This repo contains code for the paper Stochastic Optimization Forests.

Code structure

The tree and forest classes are in tree.py, and the splitting criterion implementations for newsvendor problem, CVaR optimization, mean variance optimization, shortest path optimization are in newsvendor/nv_tree_utilities.py, cvar/cvar_tree_utilities.py, mean_var/meanvar_tree_utilities.py, and uber/cvar_tree_utilities.py, respectively. All scripts for different experiments are experiment_*.py files in each directory. Calling 'python experiment_name.py' will run these experiments in python.

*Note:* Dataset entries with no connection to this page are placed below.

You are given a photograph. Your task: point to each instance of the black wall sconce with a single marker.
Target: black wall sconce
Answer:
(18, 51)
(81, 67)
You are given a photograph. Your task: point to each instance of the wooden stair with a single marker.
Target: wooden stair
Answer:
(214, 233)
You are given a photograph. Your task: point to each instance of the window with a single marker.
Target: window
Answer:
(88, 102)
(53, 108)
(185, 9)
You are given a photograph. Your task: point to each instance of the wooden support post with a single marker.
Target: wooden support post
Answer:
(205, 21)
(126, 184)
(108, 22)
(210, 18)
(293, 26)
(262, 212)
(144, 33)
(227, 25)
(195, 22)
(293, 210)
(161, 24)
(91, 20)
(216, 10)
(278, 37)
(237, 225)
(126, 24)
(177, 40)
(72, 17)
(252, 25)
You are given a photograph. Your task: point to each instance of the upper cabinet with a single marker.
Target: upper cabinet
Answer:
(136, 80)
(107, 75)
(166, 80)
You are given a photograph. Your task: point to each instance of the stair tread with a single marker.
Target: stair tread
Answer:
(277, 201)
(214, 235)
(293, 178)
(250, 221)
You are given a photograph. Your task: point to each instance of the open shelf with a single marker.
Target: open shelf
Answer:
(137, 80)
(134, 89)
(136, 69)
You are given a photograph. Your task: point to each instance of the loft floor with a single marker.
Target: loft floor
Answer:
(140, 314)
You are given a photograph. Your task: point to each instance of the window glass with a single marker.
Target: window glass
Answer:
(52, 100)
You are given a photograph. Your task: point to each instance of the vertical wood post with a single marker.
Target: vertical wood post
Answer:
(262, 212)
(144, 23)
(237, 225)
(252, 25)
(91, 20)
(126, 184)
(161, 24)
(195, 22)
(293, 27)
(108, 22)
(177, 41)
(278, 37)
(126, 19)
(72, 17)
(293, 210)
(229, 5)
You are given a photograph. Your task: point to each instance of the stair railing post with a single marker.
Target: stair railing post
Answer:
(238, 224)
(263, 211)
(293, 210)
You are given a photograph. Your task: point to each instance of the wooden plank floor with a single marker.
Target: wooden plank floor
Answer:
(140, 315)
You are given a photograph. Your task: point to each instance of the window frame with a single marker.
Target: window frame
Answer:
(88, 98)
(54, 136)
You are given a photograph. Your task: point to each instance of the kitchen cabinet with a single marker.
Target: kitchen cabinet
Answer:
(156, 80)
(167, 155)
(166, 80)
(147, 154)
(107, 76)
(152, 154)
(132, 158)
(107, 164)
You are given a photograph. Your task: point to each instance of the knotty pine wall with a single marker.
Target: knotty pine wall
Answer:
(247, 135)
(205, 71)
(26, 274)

Part of the code for tree and forest classes builds on the EconML package:

EconML: A Python Package for ML-Based Heterogeneous Treatment Effects Estimation. https://github.com/microsoft/EconML, 2019. Version 0.x.

Generating the figures and tables

The basic process of generating the figures is to first run the corresponding experiment script in each directory to get experimental results stored in .pkl files, and then use prepare_plot_data.ipynb to transform the .pkl files into .csv files, and finally use the .Rmd file in each directory to generate the plots.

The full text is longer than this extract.